A District Court judge in New York has granted a defendant’s motion to dismiss after it was sued for allegedly violating the Fair Debt Collection Practices Act by referencing different amounts for the “Total Due as of Charge-off” and the “Total Due” in a collection letter without explaining why the two amounts were different.
A copy of the ruling in the case of Kleinman v. Frontline Asset Strategies can be accessed by clicking here.
The plaintiff received a collection letter from the defendant in regard to an unpaid credit card debt that had been charged off by the original creditor and subsequently sold to another company. The letter included a table that had the following entries: the “Total Due as of Charge-off” was listed as $12,939.96, and that the “Total Due” was listed as $12,771.57. But the letter did not explain the discrepancy between the two figures. The first line of the collection letter stated: “Your account has been placed with our office for collection.
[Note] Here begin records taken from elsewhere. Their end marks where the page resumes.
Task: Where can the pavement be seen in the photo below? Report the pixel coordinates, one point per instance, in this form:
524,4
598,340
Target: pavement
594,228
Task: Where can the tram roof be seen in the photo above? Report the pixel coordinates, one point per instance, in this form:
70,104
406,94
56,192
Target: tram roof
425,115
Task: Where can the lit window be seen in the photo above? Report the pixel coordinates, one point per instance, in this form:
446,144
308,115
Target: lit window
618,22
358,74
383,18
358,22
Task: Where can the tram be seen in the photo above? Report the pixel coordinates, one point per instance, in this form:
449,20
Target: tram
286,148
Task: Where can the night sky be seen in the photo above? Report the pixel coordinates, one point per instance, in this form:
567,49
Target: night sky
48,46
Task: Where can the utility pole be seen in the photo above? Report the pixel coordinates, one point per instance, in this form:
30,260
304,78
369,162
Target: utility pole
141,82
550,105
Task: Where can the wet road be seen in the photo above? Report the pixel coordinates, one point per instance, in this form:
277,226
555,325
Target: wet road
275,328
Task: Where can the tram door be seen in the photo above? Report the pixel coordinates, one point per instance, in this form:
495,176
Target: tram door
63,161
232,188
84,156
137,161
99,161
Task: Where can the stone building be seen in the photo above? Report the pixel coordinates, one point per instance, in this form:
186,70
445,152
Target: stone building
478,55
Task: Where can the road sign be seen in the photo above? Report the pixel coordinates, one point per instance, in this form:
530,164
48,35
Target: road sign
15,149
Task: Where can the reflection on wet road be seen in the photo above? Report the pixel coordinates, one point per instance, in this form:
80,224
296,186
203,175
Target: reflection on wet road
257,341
You owe $12771.57.”
The plaintiff filed suit, alleging the letter violated Section 1692e(2)(A) of the FDCPA by mis-stating the character, amount, or legal status of a debt.
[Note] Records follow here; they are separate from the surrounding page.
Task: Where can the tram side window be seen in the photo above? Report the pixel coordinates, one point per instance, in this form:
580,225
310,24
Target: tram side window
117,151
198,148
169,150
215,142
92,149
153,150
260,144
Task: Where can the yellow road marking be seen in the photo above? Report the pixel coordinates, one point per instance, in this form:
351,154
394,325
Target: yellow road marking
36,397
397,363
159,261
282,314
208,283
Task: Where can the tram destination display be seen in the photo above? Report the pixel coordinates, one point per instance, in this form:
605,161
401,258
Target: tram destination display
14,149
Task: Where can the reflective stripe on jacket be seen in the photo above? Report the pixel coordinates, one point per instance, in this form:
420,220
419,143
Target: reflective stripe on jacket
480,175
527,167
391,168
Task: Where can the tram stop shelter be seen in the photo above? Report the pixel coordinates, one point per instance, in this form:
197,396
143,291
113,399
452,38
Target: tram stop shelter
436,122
Admitting that the letter “presents the lowest passing example of a sufficient debt collection notice,” Judge Brian Cogan of the District Court for the Eastern District of New York, lauded the defendant for using an “easy-to-read table” to display the financial information associated with the debt, rather than “a list of seemingly unprioritized line items.” Also, by listing the “Total Due” at the bottom of the table, the letter looks like a receipt one might get at a restaurant or convenience store, Judge Cogan noted.